そんななか「今後の資産形成を考えるなら、銀行にお金を預け続けてはいけない」と指摘するのが、なかのアセットマネジメント株式会社代表取締役社長をつとめる中野晴啓さんです。中野さんが指摘する「銀行預金だけで資産が守れない理由」を解説します。
(本稿は、中野晴啓『誠実な投資 お金から自由になれる「長期投資」の鉄則』(徳間書店)の一部を抜粋・編集したものです)
銀行に資産を預けるだけでは安心できない一番の理由は、商品の価格が上がるインフレ傾向が続いていることでしょう。これまで、日本は長らくゼロ成長が続いており、モノの値段が上がらない現象「デフレ」の期間が長く続いていました。
デフレの時代であれば、今日100円だった商品が、1年後も100円以下で買えることになり、お金の購買力は上がります。
しかし、現在は世界的に、モノの値段が上がるインフレ傾向へと変わりつつあります。実際、日本全国の世帯が購入する製品やサービスの平均的な価格がどのくらい変動したかを測定する「消費者物価指数」は、前年同月比で3%近く上昇しています。
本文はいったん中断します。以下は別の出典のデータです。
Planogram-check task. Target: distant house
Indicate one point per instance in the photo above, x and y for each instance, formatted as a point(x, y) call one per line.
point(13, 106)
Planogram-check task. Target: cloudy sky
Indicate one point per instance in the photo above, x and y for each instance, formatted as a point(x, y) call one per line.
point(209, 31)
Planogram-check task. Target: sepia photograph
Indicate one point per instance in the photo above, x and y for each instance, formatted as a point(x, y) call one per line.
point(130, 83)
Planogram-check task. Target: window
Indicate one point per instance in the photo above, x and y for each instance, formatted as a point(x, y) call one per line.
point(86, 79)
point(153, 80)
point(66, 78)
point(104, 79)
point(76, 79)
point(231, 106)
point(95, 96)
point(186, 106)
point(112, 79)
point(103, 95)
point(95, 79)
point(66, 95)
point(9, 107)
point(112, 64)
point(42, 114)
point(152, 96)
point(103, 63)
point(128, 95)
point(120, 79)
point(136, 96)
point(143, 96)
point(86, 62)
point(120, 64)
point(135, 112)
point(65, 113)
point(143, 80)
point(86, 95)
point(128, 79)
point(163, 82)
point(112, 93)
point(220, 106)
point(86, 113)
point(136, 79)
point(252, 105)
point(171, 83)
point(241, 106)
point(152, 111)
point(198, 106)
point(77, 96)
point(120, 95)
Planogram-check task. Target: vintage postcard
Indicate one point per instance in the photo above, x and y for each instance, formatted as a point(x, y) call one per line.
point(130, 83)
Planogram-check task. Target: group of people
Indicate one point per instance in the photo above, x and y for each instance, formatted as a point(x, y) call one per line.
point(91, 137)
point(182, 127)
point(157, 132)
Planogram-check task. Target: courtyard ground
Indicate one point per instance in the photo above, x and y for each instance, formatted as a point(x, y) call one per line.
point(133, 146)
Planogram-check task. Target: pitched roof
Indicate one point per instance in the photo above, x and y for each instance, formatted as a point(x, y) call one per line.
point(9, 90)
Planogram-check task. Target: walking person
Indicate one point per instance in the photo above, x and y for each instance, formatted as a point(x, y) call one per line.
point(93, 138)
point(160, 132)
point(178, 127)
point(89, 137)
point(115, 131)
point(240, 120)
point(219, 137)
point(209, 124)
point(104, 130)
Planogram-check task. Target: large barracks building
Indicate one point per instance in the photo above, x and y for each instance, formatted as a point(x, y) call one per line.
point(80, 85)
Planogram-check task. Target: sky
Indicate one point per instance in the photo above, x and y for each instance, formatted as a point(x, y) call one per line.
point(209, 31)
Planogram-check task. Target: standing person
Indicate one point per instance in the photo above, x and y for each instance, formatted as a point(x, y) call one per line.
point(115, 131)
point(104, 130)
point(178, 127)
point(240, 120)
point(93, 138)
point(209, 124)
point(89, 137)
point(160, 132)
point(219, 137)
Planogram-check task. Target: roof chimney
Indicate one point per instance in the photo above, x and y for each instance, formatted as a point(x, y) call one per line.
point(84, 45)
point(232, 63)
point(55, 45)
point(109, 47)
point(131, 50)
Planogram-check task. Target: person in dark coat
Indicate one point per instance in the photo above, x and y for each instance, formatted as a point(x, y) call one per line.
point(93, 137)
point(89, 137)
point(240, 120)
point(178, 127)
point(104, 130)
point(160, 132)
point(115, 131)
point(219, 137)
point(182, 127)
特にこの1~2年の商品の値上がりはすさまじく、食品などの価格を見ても、昨年100円だったものが1.5倍値上げされ、今年は150円になっている……なんてことも多々ありました。今後は、今日100円だった商品が、1年後には200円くらいになっている可能性もないとは言えません。
インフレが進めば、その分だけお金の価値も減ってしまう。いままでと同じように銀行にお金を預けておくだけでは、資産の額面自体は変わらずとも、その価値は相対的に下がる。
つまり、資産を運用しないままでは、大切に築いた資産そのものを減らすことに直結してしまうのです。
インフレ時代の資産防衛策は、金利を上手に使いこなすことです。仮に銀行に預金をしても、それに見合うだけの金利、すなわち利子があれば、インフレに大きく負けることはありません。
たとえば、現在、アメリカの銀行の短期金利は5%ほど。一方、2023年のインフレ率は3%前後です。銀行預金を続けているだけでも、資産は年間2%増えていく。金利のおかげで資産は防衛できるわけです。
数十年前までは、日本でも銀行金利は高かったので、インフレ時代であっても、資産を銀行に預けることに意味がありました。たとえば、1990年12月末、銀行金利は年間6.08%だったので、仮に100万円を預ければ6万円近い利子がついたのです。
しかし、現在は低金利の時代です。銀行にお金を預けても0.02~0.03%前後の利子しかつきません。100万円を預けても、年間200円か300円の利子しか発生しない。それでは、ちっともインフレ対策にはなりません。